Another factor enabling the CNN to distinguish between the right and left kidneys could be the slight difference in the signal intensity patterns of the left and right kidneys on Dixon-based T1-weighted images. This is one of the strengths of neural networks; however, such differences cannot be easily perceived by the human eye. The incorrect segmentation frequently observed in this study can be explained from this perspective. In this study, there seemed to be a similarity in the depiction, for example, between the kidney and the ipsilateral psoas major, which might have led to the segmentation of the psoas major. Furthermore, our CNN-based unilateral kidney segmentation method often oversegmented the medial portion of the superior pole of the contralateral kidney, which could be due to the similarity in the signal intensity patterns on both sides of the medial upper part of the kidney.

In this study, the agreement between the CNN-based and ground-truth masks was higher for the left kidney than for the right kidney. This result contrasts with that of a previous study that used T2-weighted images for automatic kidney segmentation13 and could be caused by the factors described above. Incorrect segmentation of the medial upper portion of the contralateral kidney was more frequently observed in the right kidney than in the left. This may be because the adjacent fat region and the aforementioned area of signal intensity similarity were wider in this part of the left kidney than in the right kidney. In addition, the adjacent psoas major muscle could be partially oversegmented in the segmentation of the right kidney, which might also be due to the similarity in signal intensity and pattern between the right psoas muscle and kidney.

This study explored the feasibility of the automatic segmentation of both RD and non-RD kidneys. The general trend of mis-segmentation in RD patients was the same as that in non-RD patients; however, oversegmented areas in the medial renal region tended to be wider than in non-RD patients. A relative increase in fat in the retroperitoneal region due to renal atrophy in the RD could lead to the absence of neighboring organs that serve as hints and exacerbate segmentation accuracy. Furthermore, irregular deformation or atrophy and reduced corticomedullary contrast can result in poor segmentation accuracy. However, inferior results were observed in unilateral kidney segmentation. Good segmentation accuracy was confirmed in the segmentation of both kidneys, which was comparable to that in a previous report13.
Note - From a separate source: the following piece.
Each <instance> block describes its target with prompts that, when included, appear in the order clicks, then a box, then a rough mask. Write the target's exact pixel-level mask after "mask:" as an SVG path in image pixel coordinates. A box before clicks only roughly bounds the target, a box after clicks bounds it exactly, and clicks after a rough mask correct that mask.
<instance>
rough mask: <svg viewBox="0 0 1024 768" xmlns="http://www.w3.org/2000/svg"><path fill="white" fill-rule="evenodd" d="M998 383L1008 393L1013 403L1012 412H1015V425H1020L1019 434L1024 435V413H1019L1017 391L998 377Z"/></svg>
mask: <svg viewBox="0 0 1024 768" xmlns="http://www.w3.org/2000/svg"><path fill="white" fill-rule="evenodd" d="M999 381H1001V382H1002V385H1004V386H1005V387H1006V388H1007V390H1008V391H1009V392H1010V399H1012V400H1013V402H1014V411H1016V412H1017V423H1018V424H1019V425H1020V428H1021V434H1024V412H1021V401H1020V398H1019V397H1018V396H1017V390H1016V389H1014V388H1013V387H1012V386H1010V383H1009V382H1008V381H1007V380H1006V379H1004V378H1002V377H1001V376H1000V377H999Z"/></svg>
Our study had several limitations. First, we retrospectively enrolled 170 patients from a single institution, which had a small sample size with an imbalance between the RD and non-RD groups. A larger number of patients with more balanced groupings is needed to validate these results. Second, because we excluded patients with renal lesions, some important renal diseases such as polycystic kidney disease were ignored in this analysis, which could have caused selection bias. Third, because the data were analyzed using the internal cross-validation method because of the limited number of patients, further investigations using an independent external validation cohort should be performed. Finally, we could not analyze other Dixon-based images such as FO images and fat fraction ratio maps because they were not available for all patients.

Furthermore, T2-weighted images could not be used in this study because they were scanned in the axial or coronal planes in our routine sequence. In a recent report, T2-weighted images provided better quality and reproducibility for TKV assessment than T1-weighted images in patients with polycystic kidney disease16. Therefore, segmentation using these sequences should be examined in the future to compare their performance.
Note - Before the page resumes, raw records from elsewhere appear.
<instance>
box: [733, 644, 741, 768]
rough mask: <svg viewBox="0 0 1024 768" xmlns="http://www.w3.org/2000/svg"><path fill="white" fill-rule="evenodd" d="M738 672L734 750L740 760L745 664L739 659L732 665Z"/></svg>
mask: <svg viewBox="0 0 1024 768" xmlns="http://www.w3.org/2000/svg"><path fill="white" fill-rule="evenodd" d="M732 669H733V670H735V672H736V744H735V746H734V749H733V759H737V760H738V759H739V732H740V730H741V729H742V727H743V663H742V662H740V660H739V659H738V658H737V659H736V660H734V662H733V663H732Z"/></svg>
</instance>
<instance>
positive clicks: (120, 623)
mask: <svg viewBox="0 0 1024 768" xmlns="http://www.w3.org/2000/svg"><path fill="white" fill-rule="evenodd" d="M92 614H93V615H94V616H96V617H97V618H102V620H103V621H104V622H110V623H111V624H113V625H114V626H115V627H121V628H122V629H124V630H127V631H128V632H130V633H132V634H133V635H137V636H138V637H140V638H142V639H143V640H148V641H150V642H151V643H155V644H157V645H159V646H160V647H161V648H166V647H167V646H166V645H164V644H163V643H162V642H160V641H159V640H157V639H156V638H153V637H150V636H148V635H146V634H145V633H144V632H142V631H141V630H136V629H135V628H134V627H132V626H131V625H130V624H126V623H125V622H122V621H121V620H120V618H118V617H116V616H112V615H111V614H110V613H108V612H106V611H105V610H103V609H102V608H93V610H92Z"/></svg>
In conclusion, we developed a 3D CNN-based automatic kidney segmentation method for patients with CKD using MRI Dixon-based T1-weighted images. The overall accuracy was good for bilateral kidney segmentation. Slightly worse results were obtained for unilateral kidney segmentation, and the results were worse in both groups than in the non-RD kidneys only, particularly when segmenting the right kidney and OP images. These computer-assisted segmentation tools may be used in future studies on TKV measurements and image analyses in a large number of patients with CKD.